Williams Police Department officers begin wearing body cameras

Williams police officer Robert Anderson wears a body camera. The Williams Police Department now requires officers to wear the cameras at all time when on duty.  Ryan Williams/WGCN

Williams police officer Robert Anderson wears a body camera. The Williams Police Department now requires officers to wear the cameras at all time when on duty. Ryan Williams/WGCN

WILLIAMS, Ariz - Accountability and transparency. That's what the lieutenant of Williams Police Department says their new body cameras will help achieve.

"I'm not afraid of videos," said Williams Police Lieutenant Darrell Hixon. "I've been doing this job for 28 years. Every once in a while I'll make a mistake but I've never made a mistake that's immoral."

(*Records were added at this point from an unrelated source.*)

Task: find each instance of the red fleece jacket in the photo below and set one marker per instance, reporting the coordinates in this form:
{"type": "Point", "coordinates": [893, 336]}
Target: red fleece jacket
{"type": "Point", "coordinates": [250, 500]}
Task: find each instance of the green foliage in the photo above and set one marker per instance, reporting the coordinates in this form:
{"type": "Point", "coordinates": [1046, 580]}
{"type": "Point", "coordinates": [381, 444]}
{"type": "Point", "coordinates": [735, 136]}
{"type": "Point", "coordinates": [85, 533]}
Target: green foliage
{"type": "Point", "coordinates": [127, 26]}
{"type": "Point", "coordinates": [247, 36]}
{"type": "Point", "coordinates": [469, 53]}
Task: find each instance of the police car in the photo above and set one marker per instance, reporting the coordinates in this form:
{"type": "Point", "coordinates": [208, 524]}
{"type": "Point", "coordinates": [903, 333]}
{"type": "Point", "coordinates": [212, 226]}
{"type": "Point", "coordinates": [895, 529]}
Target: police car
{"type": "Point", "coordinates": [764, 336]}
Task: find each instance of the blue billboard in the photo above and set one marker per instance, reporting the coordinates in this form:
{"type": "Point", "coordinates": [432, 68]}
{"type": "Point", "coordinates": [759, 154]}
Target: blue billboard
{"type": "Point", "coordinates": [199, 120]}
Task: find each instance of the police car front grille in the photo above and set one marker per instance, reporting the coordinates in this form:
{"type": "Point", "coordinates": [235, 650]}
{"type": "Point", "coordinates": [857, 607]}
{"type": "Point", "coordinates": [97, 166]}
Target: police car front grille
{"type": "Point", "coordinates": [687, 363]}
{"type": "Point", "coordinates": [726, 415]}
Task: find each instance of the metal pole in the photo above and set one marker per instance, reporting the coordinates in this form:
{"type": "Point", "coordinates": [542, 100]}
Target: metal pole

On-officer recording systems (also called "body cams" or "cop cams") are small, pager-sized cameras that clip on to an officer's uniform or are worn as a headset. The cameras record audio and video of the officer's interactions with the public.

Hixon is overseeing the implementation of the new body cameras at Williams Police Department. The department received 14 new body cameras in September and has since required the officers to wear them on-duty.

"Each unit is assigned to an officer," Hixon said. "We've had these same devices in the cars, which have the same features that we've used many times."

Hixon said the cameras are WatchGuard Vista HD models. They have two methods to record video. One method records all of the time in the background. The other method is turned on and off by the officer. The second method allows the department to catalog events and retrieve them easily.

The body cameras have the capability to record at 180-degree angles and follow the officer's line of sight.

Research has shown that capturing evidence is just one use for body cameras. The cameras also helped prevent escalation during police-public interactions. Use-of-force incidents by police and abusive behavior by the public toward police also decreased.

Researchers say when the public and officers know they are being recorded, they tend to have a heightened self-awareness during the interactions. Having the cameras becomes a preventative treatment to unacceptable behavior.

"What I like about it is that people do act a different way when they are being recorded," said Williams patrol officer Robert Anderson. "They are more professional because they know that people will be watching them. I love them. It keeps everybody honest."

Hixon believes that the body cameras will be good for the community and the officers. He said it has already reduced the number of false complaints against the officers.

"Now lawyers are getting to see people when they're at their worst," Hixon said. "When they go to court they're cleaned up, sober, off drugs and looking the way their lawyer wants them to. The public is now going to see people as the policemen see them. Be careful what you ask for."

Hixon said the department is still in the process of developing department policy regarding the body cameras. He said he has been drafting policy based on Las Vegas Metro and Surprise Police Departments who have had body cameras for a while.

"It's new technology and there's going to be some legal challenges to it," Hixon said. "So we'll just roll with it."